One cannot hunt without exercising a significant amount of volition. When a stand is selected and patience practiced, the hunter has made a choice. When a bow is pulled to full draw and an arrow is loosed, the hunter has done this with his every fiber. All of this takes a tremendous amount of focus and concentration. In Coyote Soul, Raven Heart, Reg Darling writes of this concentration. “With a traditional bow, I have to pour myself into every shot to shoot at all well… This is as it should be.” (Darling, 168). Put another way, the concentration required to hunt, and hunt successfully, is the exercise of one’s volition. Hunting, which relies less on gadgetry and more on skill, tends to augment the exercise of one’s volition, and the claim can be made, the more volition is exercised, the more action and consequences are conscious, the more responsibility is felt, hence the closer one is to good faith. In an article titled The Modern Hunter-Gatherer Michael Pollan writes of responsibility driving his desire to hunt: “And I have long felt, as a meat eater, I should, at least once, take responsibility for the killing that meat eating entails.” (Pollan, New York Times, 2006) Maybe this is why so many of us are drawn to the use and craft of traditional or primitive weapons. Quite simply, it requires mindful participation. It makes sense to me.
One cannot hunt without confronting death, and to acknowledge what it means to be a carnivore in existential terms is invaluable. If continuing one’s life is a choice (I should say not to mention continuing of one’s life as a choice in certain company… I nearly got locked up for doing as much), then there are certain things to be done. One of the primary choices is food, and hunting provides meaningful nourishment. Reg Darling writes about the meat he eats: “The meat matters. It is the umbilical cord that connects the hunter to Mother Earth.” (Darling, 170) I, like you, choose to be a carnivore (luckily we have that option), and every fall I exercise that choice.
With choice comes responsibility, and the choice of carnivory brings with it some interesting implications. What is the hunter responsible for? The hunter is responsible for taking a life. When done for sustenance, the hunter is responsible for him/herself. We are fond of saying “the blood is on our hands”, and this puts the point quite well. The blood is on our hands, and this is something I can live with, because I know the animals I hunt have been treated with respect. What may not be so obvious is that by making the choice for wild meat, we have also taken responsibility for the life the animal lived, which includes the habitat.
The role of hunters in the conservation and management of North American wildlife is well documented. Hunters have worked hand-in-hand for the benefit of wildlife. Our license fees and taxes on our ammunition and gear go toward this cause.

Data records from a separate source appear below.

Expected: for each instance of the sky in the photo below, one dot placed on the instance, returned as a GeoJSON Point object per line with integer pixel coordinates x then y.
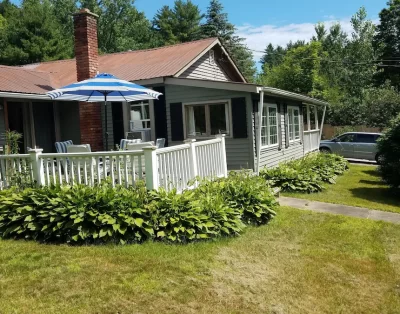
{"type": "Point", "coordinates": [279, 21]}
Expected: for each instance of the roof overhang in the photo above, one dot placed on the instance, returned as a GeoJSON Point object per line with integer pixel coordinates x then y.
{"type": "Point", "coordinates": [212, 45]}
{"type": "Point", "coordinates": [298, 97]}
{"type": "Point", "coordinates": [24, 96]}
{"type": "Point", "coordinates": [245, 87]}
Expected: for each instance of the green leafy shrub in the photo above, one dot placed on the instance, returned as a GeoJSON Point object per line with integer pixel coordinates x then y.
{"type": "Point", "coordinates": [246, 194]}
{"type": "Point", "coordinates": [306, 175]}
{"type": "Point", "coordinates": [103, 214]}
{"type": "Point", "coordinates": [389, 152]}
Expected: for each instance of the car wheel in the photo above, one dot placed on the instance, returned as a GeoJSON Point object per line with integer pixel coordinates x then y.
{"type": "Point", "coordinates": [379, 159]}
{"type": "Point", "coordinates": [325, 150]}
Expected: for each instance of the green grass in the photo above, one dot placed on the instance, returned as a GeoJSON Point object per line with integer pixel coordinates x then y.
{"type": "Point", "coordinates": [360, 186]}
{"type": "Point", "coordinates": [301, 262]}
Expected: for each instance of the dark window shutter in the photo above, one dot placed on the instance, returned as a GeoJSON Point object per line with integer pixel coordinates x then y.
{"type": "Point", "coordinates": [239, 119]}
{"type": "Point", "coordinates": [286, 126]}
{"type": "Point", "coordinates": [176, 121]}
{"type": "Point", "coordinates": [160, 115]}
{"type": "Point", "coordinates": [301, 123]}
{"type": "Point", "coordinates": [279, 127]}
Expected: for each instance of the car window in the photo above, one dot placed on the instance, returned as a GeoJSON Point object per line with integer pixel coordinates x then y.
{"type": "Point", "coordinates": [366, 138]}
{"type": "Point", "coordinates": [347, 138]}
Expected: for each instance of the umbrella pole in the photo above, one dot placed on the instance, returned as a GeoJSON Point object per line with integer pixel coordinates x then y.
{"type": "Point", "coordinates": [106, 114]}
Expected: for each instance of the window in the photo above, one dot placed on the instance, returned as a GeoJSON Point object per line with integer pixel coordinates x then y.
{"type": "Point", "coordinates": [269, 127]}
{"type": "Point", "coordinates": [366, 138]}
{"type": "Point", "coordinates": [140, 115]}
{"type": "Point", "coordinates": [294, 123]}
{"type": "Point", "coordinates": [205, 120]}
{"type": "Point", "coordinates": [347, 138]}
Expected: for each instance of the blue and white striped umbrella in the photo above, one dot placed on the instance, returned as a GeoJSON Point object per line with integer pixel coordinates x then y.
{"type": "Point", "coordinates": [95, 90]}
{"type": "Point", "coordinates": [103, 87]}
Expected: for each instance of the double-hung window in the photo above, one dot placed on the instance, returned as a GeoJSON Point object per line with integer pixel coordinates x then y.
{"type": "Point", "coordinates": [208, 119]}
{"type": "Point", "coordinates": [294, 123]}
{"type": "Point", "coordinates": [269, 127]}
{"type": "Point", "coordinates": [140, 115]}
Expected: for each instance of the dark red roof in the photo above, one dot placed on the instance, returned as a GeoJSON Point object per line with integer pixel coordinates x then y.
{"type": "Point", "coordinates": [131, 66]}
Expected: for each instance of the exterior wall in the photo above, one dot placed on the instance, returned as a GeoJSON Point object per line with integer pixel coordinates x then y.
{"type": "Point", "coordinates": [110, 128]}
{"type": "Point", "coordinates": [206, 70]}
{"type": "Point", "coordinates": [68, 117]}
{"type": "Point", "coordinates": [239, 151]}
{"type": "Point", "coordinates": [272, 156]}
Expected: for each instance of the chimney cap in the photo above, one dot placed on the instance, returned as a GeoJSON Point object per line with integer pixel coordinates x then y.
{"type": "Point", "coordinates": [85, 12]}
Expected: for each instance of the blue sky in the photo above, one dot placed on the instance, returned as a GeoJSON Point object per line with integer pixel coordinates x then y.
{"type": "Point", "coordinates": [279, 21]}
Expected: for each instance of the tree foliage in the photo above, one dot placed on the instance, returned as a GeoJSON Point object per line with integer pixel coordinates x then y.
{"type": "Point", "coordinates": [340, 68]}
{"type": "Point", "coordinates": [179, 24]}
{"type": "Point", "coordinates": [218, 25]}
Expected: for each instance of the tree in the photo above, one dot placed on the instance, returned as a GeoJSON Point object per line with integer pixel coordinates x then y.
{"type": "Point", "coordinates": [272, 57]}
{"type": "Point", "coordinates": [33, 35]}
{"type": "Point", "coordinates": [389, 152]}
{"type": "Point", "coordinates": [180, 24]}
{"type": "Point", "coordinates": [300, 71]}
{"type": "Point", "coordinates": [387, 43]}
{"type": "Point", "coordinates": [218, 25]}
{"type": "Point", "coordinates": [121, 26]}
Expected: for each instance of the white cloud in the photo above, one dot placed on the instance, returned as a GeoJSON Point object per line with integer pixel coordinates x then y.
{"type": "Point", "coordinates": [258, 37]}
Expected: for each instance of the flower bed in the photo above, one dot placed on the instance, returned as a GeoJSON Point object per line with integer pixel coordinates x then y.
{"type": "Point", "coordinates": [82, 214]}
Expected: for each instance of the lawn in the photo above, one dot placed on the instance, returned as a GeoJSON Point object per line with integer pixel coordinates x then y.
{"type": "Point", "coordinates": [360, 186]}
{"type": "Point", "coordinates": [301, 262]}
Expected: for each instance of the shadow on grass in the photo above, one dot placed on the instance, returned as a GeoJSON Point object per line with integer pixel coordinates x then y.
{"type": "Point", "coordinates": [372, 182]}
{"type": "Point", "coordinates": [372, 172]}
{"type": "Point", "coordinates": [378, 195]}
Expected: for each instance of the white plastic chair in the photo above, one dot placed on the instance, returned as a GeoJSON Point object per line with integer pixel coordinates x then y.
{"type": "Point", "coordinates": [160, 143]}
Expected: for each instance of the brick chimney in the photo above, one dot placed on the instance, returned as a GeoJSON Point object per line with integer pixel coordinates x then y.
{"type": "Point", "coordinates": [87, 64]}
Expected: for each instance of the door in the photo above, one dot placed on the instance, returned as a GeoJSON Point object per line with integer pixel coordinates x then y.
{"type": "Point", "coordinates": [345, 145]}
{"type": "Point", "coordinates": [365, 146]}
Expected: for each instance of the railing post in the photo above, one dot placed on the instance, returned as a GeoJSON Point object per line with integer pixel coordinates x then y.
{"type": "Point", "coordinates": [224, 166]}
{"type": "Point", "coordinates": [192, 157]}
{"type": "Point", "coordinates": [37, 166]}
{"type": "Point", "coordinates": [151, 167]}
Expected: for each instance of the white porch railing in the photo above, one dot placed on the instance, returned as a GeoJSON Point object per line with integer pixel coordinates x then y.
{"type": "Point", "coordinates": [311, 140]}
{"type": "Point", "coordinates": [167, 167]}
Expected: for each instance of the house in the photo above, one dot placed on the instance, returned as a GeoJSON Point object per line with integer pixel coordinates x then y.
{"type": "Point", "coordinates": [204, 94]}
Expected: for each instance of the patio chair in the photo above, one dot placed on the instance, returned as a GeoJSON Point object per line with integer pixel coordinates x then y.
{"type": "Point", "coordinates": [160, 143]}
{"type": "Point", "coordinates": [124, 142]}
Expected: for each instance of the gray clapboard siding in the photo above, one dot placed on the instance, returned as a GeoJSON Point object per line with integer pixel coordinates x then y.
{"type": "Point", "coordinates": [239, 151]}
{"type": "Point", "coordinates": [272, 156]}
{"type": "Point", "coordinates": [2, 125]}
{"type": "Point", "coordinates": [110, 129]}
{"type": "Point", "coordinates": [205, 70]}
{"type": "Point", "coordinates": [68, 117]}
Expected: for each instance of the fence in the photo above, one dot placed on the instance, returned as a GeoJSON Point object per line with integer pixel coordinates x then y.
{"type": "Point", "coordinates": [311, 140]}
{"type": "Point", "coordinates": [171, 167]}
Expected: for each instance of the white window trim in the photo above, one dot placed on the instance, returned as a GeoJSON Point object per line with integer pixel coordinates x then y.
{"type": "Point", "coordinates": [294, 140]}
{"type": "Point", "coordinates": [228, 117]}
{"type": "Point", "coordinates": [268, 105]}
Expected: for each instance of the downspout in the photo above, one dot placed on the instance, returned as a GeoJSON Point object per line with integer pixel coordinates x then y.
{"type": "Point", "coordinates": [260, 111]}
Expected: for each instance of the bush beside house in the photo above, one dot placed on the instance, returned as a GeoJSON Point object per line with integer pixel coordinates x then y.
{"type": "Point", "coordinates": [306, 175]}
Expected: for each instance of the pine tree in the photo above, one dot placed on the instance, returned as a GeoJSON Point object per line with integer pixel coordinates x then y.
{"type": "Point", "coordinates": [180, 24]}
{"type": "Point", "coordinates": [387, 42]}
{"type": "Point", "coordinates": [218, 25]}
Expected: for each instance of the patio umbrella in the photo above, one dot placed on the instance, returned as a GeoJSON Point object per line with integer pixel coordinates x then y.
{"type": "Point", "coordinates": [103, 87]}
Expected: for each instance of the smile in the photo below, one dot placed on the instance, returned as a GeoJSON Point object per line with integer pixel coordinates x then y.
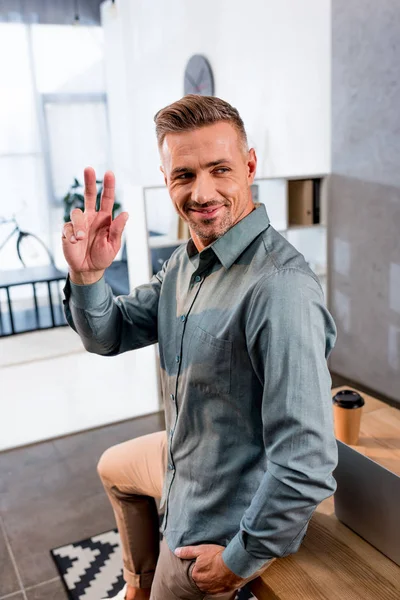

To that end, hunters are responsible for the conservation of wildlife and their habitat.
In his paper Considerations on the Morality of Meat Consumption: Hunted Game versus Farm-Raised Animals, Donald W. Bruckner makes the case that on average, there is less suffering for hunted animals than for farm-raised animals, hence “eating meat from hunted game animals is morally preferable to eating meat from farm-raised animals.” (Bruckner, 2007) It may not take a philosophical paper to make this point, empathy may be enough. Take a look at the average barnyard or commercial facility, and take a look at the woods. Which would you rather live in? And if I were a deer, I know I would prefer to be killed by a hunter rather than by wolves or at a slaughter house. To that end, the hunter is responsible for the humane treatment of animals.
The self, habitat, the life lived in freedom, and a respectful and humane death: In a comprehensive sense, the hunter is responsible for all of these, and they are all results I can live with. As hunters, exercising our choice to be carnivores brings life, death, freedom, and responsibility into focus, and to my way of thinking, puts us squarely in good faith.